Welche Massnahmen werden die Gemeinden im Einzelnen ergreifen, um mehr Wohnraum ohne neue Zersiedelung zu ermöglichen?

Die Gemeindeschreiber, Manuel Corpataux (Kaisten), Heribert Meier (Sisseln), Marco Treier (Obermumpf) und Marius Fricker (Münchwilen) betonen unisono, dass in ihren Gemeinden bereits eine rege Bautätigkeit herrsche. Nachhaltiges, stetiges Wachstum, sei dabei das Ziel.

Wachstum ist Gratwanderung

Die Zielsetzung in Kaisten mit seinen aktuell 2600 Einwohnern ist laut Manuel Corpataux eine aktive Erschliessungspolitik um Wohnungsbau zu ermöglichen. «Wir haben noch diverse Flächen, die noch nicht erschlossen sind», betont er.

«Das Wachstum sollte langsam, aber stetig ablaufen, um die Infrastruktur nicht zu überlasten», beschreibt er den Balanceakt zwischen Wachstum einerseits und dem Erhalt kultureller Identität andererseits.

Er betont, dass zu schnelles Wachstum neue Probleme mit sich bringe.
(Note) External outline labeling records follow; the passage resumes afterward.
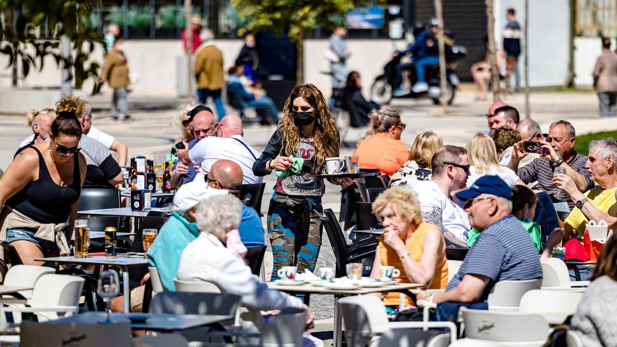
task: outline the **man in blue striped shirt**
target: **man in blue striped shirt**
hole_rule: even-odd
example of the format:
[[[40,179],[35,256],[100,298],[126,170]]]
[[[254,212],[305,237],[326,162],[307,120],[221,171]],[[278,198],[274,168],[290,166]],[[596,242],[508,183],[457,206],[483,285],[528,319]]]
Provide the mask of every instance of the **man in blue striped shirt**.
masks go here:
[[[511,215],[512,190],[497,176],[484,176],[456,194],[466,201],[471,226],[480,232],[445,292],[421,292],[418,299],[439,304],[437,320],[458,318],[458,308],[488,308],[495,283],[542,278],[542,266],[529,233]]]

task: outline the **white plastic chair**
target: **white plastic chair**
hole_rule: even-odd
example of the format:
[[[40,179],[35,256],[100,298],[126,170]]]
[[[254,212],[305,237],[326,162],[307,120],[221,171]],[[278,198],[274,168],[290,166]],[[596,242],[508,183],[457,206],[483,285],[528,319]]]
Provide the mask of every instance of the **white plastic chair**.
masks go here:
[[[555,316],[574,314],[583,292],[549,289],[530,290],[521,298],[518,310]],[[608,303],[607,303],[608,304]]]
[[[6,307],[6,312],[33,312],[39,322],[57,319],[79,311],[79,299],[85,280],[77,276],[47,274],[35,283],[27,307]]]
[[[393,341],[393,337],[399,340],[394,338],[396,343],[391,345],[415,346],[419,338],[426,337],[428,332],[420,329],[424,327],[447,328],[449,342],[456,340],[457,327],[452,322],[389,322],[383,303],[373,295],[342,298],[338,304],[345,324],[346,341],[350,347],[385,346]],[[399,329],[405,330],[393,332]]]
[[[41,324],[23,322],[20,347],[131,347],[131,324]]]
[[[176,291],[193,293],[221,293],[221,288],[213,282],[209,281],[183,281],[173,278]]]
[[[549,337],[549,323],[539,314],[464,307],[460,312],[467,337],[462,340],[491,341],[494,345],[540,346]]]
[[[589,281],[571,281],[566,263],[559,258],[540,258],[540,264],[542,264],[542,289],[570,289],[589,285]]]
[[[521,281],[499,281],[489,294],[489,309],[515,312],[518,311],[521,298],[528,291],[540,289],[542,278]]]
[[[159,275],[159,270],[156,267],[149,266],[148,272],[150,272],[150,282],[152,285],[154,294],[164,291],[163,282],[160,282],[160,276]]]

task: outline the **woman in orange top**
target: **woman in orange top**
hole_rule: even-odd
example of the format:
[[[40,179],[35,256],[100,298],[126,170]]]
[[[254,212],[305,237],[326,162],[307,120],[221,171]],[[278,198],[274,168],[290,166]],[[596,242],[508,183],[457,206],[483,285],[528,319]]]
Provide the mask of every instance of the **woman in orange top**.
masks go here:
[[[415,193],[405,186],[387,189],[373,203],[373,212],[381,219],[384,233],[377,246],[371,277],[379,278],[381,266],[390,265],[400,271],[395,278],[401,282],[445,289],[448,284],[445,242],[439,228],[422,221]],[[397,306],[399,296],[398,293],[387,294],[384,304]],[[405,306],[412,303],[405,297]]]
[[[360,156],[361,169],[378,169],[382,175],[392,176],[409,157],[409,149],[400,141],[405,125],[394,110],[375,110],[368,115],[366,137],[358,143],[354,155]]]

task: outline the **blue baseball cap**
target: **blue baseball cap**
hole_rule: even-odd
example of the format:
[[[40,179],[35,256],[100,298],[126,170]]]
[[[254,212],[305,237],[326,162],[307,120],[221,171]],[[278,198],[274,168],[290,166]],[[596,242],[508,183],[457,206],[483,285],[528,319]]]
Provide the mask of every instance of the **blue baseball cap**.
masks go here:
[[[461,200],[466,200],[481,194],[490,194],[511,200],[512,188],[498,176],[482,176],[474,182],[468,189],[459,191],[456,196]]]

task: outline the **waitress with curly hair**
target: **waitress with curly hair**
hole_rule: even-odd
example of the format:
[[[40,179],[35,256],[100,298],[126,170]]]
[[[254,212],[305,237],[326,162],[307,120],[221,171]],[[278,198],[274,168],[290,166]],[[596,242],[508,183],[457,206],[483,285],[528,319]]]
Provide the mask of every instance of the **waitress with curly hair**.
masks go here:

Man müsse beispielsweise genug Schulräume bereitstellen. Aber ohne Wachstum gehe es auch nicht.

«Den Menschen und der Verwaltung ist es sehr wichtig, die Infrastruktur, die wir vor Ort haben zu erhalten», präzisiert er die Ziele von Kaisten.

Eine Umfrage unter Grundstücksbesitzern habe ergeben, dass viele von Ihnen ihren Boden für ihren Nachwuchs behielten.

Sisseln wächst

In Sisseln sei das Bautempo momentan ziemlich hoch, meint Heribert Meier. In letzter Zeit habe man neue Baugebiete erschlossen, auf die künftig Einfamilien-, Zweifamilien- und Doppelhäuser gebaut würden, so der Gemeindeschreiber.
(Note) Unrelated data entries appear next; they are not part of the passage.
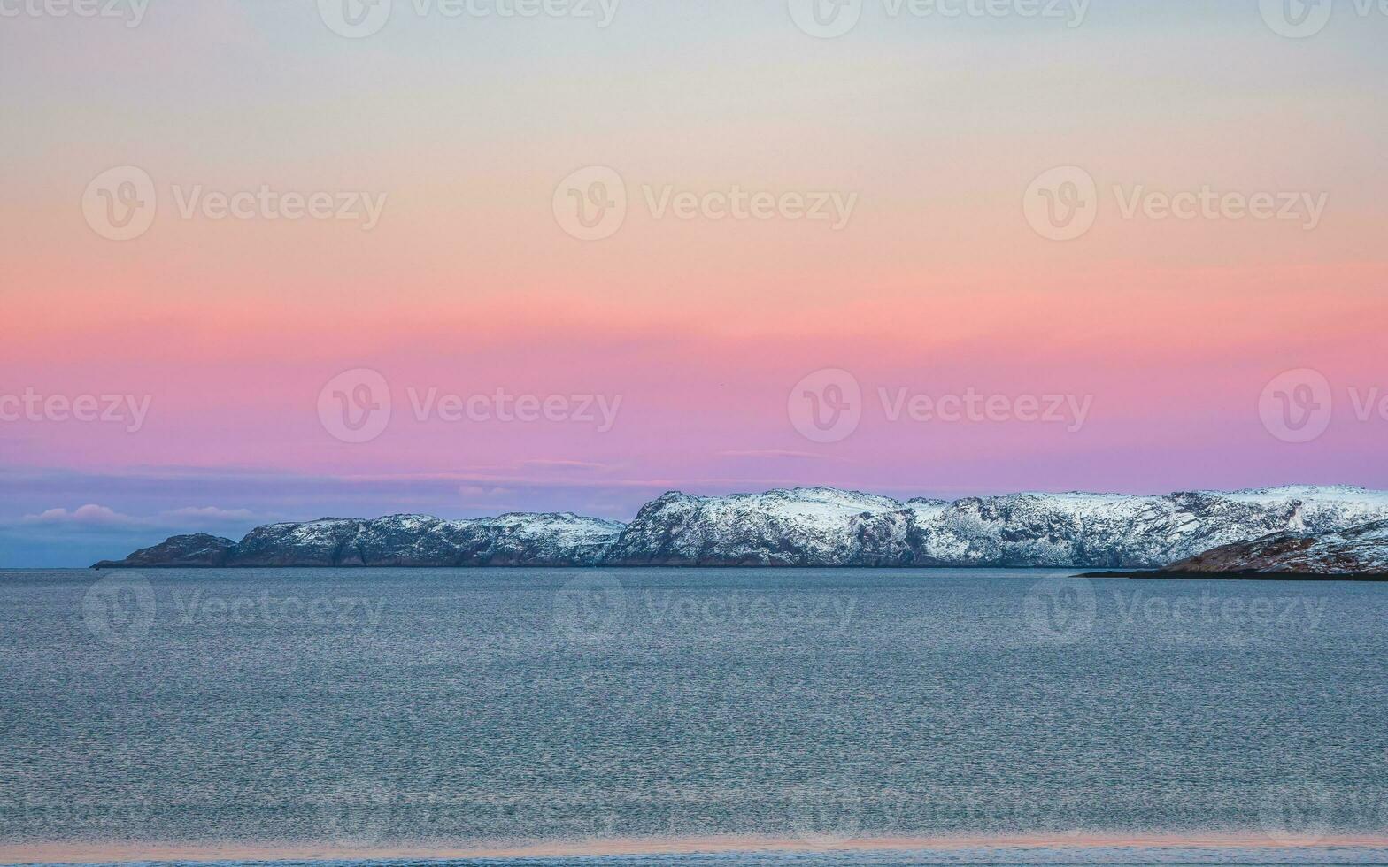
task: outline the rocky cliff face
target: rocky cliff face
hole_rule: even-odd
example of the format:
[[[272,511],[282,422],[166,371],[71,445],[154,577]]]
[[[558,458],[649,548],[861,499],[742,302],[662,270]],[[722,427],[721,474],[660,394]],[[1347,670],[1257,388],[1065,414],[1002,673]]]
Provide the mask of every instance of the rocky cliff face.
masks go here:
[[[1223,545],[1159,574],[1362,576],[1388,580],[1388,520],[1341,533],[1274,533]]]
[[[1388,494],[1287,487],[1166,497],[1010,494],[954,502],[802,488],[670,492],[630,524],[576,515],[408,515],[175,537],[101,566],[1058,566],[1160,567],[1269,534],[1388,520]]]

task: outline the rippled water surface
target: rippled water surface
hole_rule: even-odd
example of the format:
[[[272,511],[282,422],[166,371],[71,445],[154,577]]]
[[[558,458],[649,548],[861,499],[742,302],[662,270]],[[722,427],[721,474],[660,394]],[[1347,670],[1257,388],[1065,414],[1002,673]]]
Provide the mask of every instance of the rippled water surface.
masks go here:
[[[1388,832],[1388,585],[1063,574],[0,572],[0,843]]]

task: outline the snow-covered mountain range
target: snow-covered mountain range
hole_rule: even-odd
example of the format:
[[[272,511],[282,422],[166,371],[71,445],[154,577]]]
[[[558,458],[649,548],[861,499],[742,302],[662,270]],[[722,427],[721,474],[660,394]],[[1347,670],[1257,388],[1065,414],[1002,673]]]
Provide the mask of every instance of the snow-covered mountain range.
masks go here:
[[[257,527],[240,542],[176,535],[99,566],[1160,567],[1274,533],[1377,520],[1388,520],[1388,492],[1355,487],[906,502],[836,488],[670,492],[629,524],[572,513],[328,517]]]
[[[1198,553],[1153,574],[1357,576],[1388,580],[1388,520],[1321,535],[1274,533]]]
Aber auch Parzellen mit älteren Gebäuden seien interessant, bekräftigt er. «Wir verdichten durch Neubauten, wo früher ein Einfamilienhaus stand, dort steht in Zukunft vielleicht ein Haus mit fünf Wohnungen», beschreibt er die Strategie.

Durch die starke Industrie vor Ort sei die rege Bautätigkeit in jedem Fall notwendig, erklärt er. «Unsere Infrastruktur ist in einem guten Zustand – vieles wird neu gebaut», freut sich der Gemeindeschreiber. Man wolle ein Familiendorf bleiben und baue auf die offene Jugendarbeit, fährt er fort.

Einfamilienhäuser bauen

In Obermumpf sind laut Gemeindeschreiber Marco Treier die Grundstücksbesitzer nicht bekannt. «Wir haben viel Bauland und bauen bereits viel», beschreibt er die Situation in der Gemeinde. «In Obermumpf wird Neubau allgemein begrüsst», erklärt er. Hauptsächlich würden Einfamilienhäuser gebaut, die sich in das bestehende Dorfbild einfügen.

Nachhaltigkeit wichtig

Marius Fricker, der neue Gemeindeschreiber von Münchwilen sorgt sich darum, dass zu viel Wachstum die Dorfstrukturen überlasten könnte. Gleichwohl, die Tendenz gehe auch in Münchwilen Richtung Wachstum – wobei Nachhaltigkeit vor Schnelligkeit gehe, so Fricker abschliessend.